Instagram's Sluggish Story Ad Uptake and Influencer Clutter Will Drag
Despite Instagram’s impressive recent marketing growth, eMarketer’s latest data forecasts that it will be some time before the popular photo app catches Big Blue.
eMarketer’s estimate, reported by Axios, forecasts that Facebook will generate about $226 per user in the U.S. in 2021. Analysts expect Instagram to bring in $126 per user comparatively.
In fact, eMarketer expects the monetisation gap between the stablemates will grow further in the next few years.
Despite declining Facebook usage and increasing Insta usage.
Instagram’s rapid pivot towards Stories and Facebook’s improving solutions around Marketplace and Facebook Watch are cited as material.
Why Does Average Revenue Per User Matter?
The acronym ARPU stands for Average Revenue Per User.
This metric is used by businesses to measure the factors that are contributing to the organisation’s overall revenue. ARPU helps companies analyse their growth patterns and compare their success to competitors.
From a marketer’s perspective, when comparing channel investments, it provides a handy quantitative gauge of the probable marketing effectiveness of a channel.
ARPU is often indicative of:
- Effectiveness and quality of marketing solutions available in channel
- Trust and faith from marketers
- Scale and engagement level of the user base
- Commercial intent of the user base
- ‘Quality’ of the attention available in channel
- Sometimes the average net worth of the user base
Who Has The Highest Marketing ARPU Of All?
Amazon has the highest ARPU of all, in terms of major tech players, last year ringing in the tills for $752 per customer, on average, for its global 310 million customers.
However, from a marketers perspective, this matters little since barely a whisper comes from its rapidly developing marketing solutions.
Viewed purely from a marketing perspective, all roads lead to Google.
Google’s global advertising machine is the most sophisticated and profitable in the world. Its ARPU is sky-high at $256 per user in the US and $137 globally.
Facebook last year peaked at $112 per user in the US and $25 globally.
For the likes of Facebook, Google, Twitter, etc. ARPUs vary between regions.
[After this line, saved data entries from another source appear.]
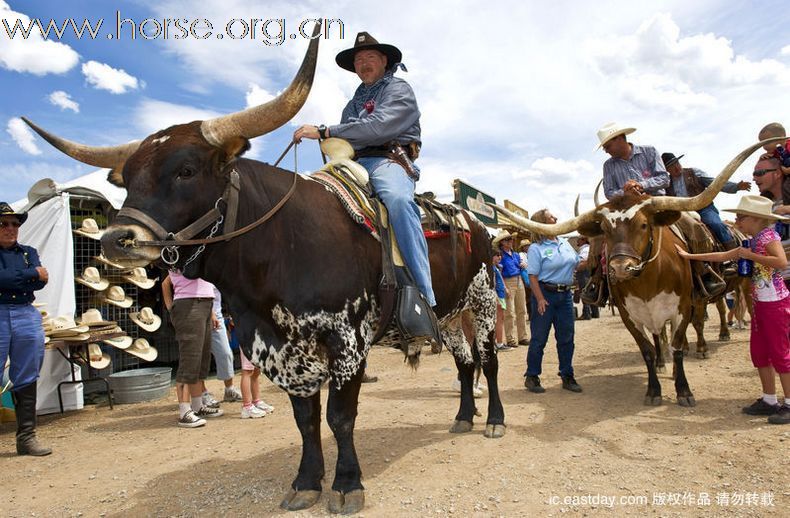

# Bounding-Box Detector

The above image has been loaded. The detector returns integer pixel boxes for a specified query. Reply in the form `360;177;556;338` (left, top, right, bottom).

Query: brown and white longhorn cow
495;141;776;406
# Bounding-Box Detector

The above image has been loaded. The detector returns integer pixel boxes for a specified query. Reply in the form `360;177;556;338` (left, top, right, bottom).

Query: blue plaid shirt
603;144;669;200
Platforms seldom break out their stats by individual countries, breaking out by region instead.
On this basis, North America dominates, followed by EU and then APAC.
However, given how small AU/NZ populations are, and how expensive social ads are locally, one can only imagine the local markets are viewed fondly from Silicon Valley.
Australia is apparently the most expensive market in the world for Facebook ads, and New Zealand is not cheap either.
How Will Facebook Continue To Dominate Instagram?
One of the biggest takeaways from eMarketer's outlook is that it expects the pace of growth at Instagram to slow over the next two years compared to the last two years.
Facebook CFO Dave Wehner recently flagged that Insta has reached ad load saturation for the Instagram feed.
In turn, perhaps acting as a catalyst for the recent launch of Instagram Explore ads which reduce pressure to stuff more ads into the main Feed.
A unique problem for Instagram, also, is the deluge of influencers spruiking tea, teeth whitening, bikinis, albino-single-origin-chicken-manure-which-can-reduce-the-five-signs-of-aging and other dross in organic feed placements.
It may be to counter this that Instagram is launching Creator profiles, before one day limiting and regulating their commercial posts so as not to destroy the user experience.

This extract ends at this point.